When working with a group of global executives from a wide variety of companies the other day, the conversation turned to their executive team meetings. Specifically, they were talking about their weekly executive team meetings being a waste of time.
Any executive knows it’s important to get their team together for regular meetings. The problem is that, like many of the meetings we’ve all attended, what is happening in those meetings is a poor use of that precious time together. If we want things to change, we have to change how we spend our time.
See if this sounds familiar. The team holds a 2-3 hour meeting every week. The vast majority of the time — 70%, 80%, maybe 90% — is spent focusing on status updates about what has already happened and on operational data that could just as easily be posted and read in a report. Often, many people have already heard the information in other meetings and this is being done for the CEO, VP or whomever the senior person in the room is. Or, the meeting is a mix of agenda items that were pulled together when the executive assistant sent out the weekly request for topics for the meeting. The topics are often pet projects someone wants to share or something the individual wants ‘some input on’.
Any discussion or problem-solving is focused on narrowly focused issues that may have short-term impact but in the grand scheme of things, really did not need everyone in the room’s input or perspective. A couple of people could have talked about it and made the decision what to do. The resulting decision could then be communicated to the larger group, if necessary.
Invariably, the agenda doesn’t get fully covered because the team ends up in a deep debate about one of the topics or gets into a drawn out discussion about implementation details that are best left to those whose job it is to implement.

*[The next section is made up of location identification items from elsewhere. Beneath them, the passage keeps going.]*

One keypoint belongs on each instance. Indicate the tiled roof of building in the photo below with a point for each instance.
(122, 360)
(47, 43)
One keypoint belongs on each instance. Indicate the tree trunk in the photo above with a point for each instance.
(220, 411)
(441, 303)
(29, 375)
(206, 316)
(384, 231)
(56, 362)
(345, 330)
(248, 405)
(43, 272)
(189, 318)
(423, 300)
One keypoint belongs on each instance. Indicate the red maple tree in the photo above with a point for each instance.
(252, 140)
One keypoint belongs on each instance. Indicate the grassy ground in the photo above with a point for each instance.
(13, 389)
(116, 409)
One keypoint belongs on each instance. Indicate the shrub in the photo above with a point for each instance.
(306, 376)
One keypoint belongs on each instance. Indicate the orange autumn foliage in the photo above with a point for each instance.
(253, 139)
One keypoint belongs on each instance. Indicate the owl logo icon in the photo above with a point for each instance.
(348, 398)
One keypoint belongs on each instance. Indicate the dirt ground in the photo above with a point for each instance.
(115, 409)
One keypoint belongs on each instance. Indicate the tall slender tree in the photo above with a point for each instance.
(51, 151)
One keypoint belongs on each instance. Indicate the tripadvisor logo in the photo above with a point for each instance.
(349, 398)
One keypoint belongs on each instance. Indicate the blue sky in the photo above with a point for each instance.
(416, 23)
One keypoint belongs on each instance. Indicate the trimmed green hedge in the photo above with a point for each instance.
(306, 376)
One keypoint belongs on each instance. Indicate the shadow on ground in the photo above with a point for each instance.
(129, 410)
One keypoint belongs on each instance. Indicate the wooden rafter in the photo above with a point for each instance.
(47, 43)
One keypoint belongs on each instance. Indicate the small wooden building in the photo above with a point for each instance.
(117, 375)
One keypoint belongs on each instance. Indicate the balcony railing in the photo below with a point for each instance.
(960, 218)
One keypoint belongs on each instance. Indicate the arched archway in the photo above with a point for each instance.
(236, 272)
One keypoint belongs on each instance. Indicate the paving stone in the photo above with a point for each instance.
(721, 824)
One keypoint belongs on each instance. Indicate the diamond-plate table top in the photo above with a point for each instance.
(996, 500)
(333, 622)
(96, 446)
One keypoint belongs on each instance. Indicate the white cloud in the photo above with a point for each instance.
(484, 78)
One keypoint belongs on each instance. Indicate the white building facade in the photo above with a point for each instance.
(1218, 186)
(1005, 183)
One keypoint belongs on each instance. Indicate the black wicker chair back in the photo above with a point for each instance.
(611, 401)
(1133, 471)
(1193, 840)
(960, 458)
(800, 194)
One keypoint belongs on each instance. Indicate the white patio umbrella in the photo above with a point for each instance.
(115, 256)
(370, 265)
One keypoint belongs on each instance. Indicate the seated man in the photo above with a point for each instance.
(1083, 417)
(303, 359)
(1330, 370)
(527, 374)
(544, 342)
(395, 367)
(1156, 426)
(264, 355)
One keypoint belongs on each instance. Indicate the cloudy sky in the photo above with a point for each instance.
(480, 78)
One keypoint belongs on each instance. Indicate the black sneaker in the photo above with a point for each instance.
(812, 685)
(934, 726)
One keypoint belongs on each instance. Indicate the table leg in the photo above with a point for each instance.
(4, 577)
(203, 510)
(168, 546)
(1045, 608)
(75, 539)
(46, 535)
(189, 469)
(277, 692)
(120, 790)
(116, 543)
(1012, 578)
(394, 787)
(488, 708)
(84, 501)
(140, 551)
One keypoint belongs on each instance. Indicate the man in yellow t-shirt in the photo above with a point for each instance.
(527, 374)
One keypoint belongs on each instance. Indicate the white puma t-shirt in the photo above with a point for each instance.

How can we get out of this meeting hell and use this very expensive time for effectively?
1. Focus on strategy. Establish separate meetings to deal with operational issues. Otherwise, operational issues will always dominate the meeting.
2. Focus on decisions not discussion. Any discussion should lead to a decision. Background information that is needed for the decision should be sent and read before the meeting.
3. Prioritize based on value and importance not just urgency. Sometimes an urgent issue needs to be addressed. If everything is on the agenda because of urgency, you’ve got a problem.
4. Create an agenda that drives the focus on strategy and decisions. Trash the ‘who has something for the agenda approach?’
5. Ask, ‘why should we be talking about this?’ about any topic that creeps onto the agenda. If it’s purely information sharing, write a report or create a dashboard. If it’s a decision better made elsewhere, get it off your agenda.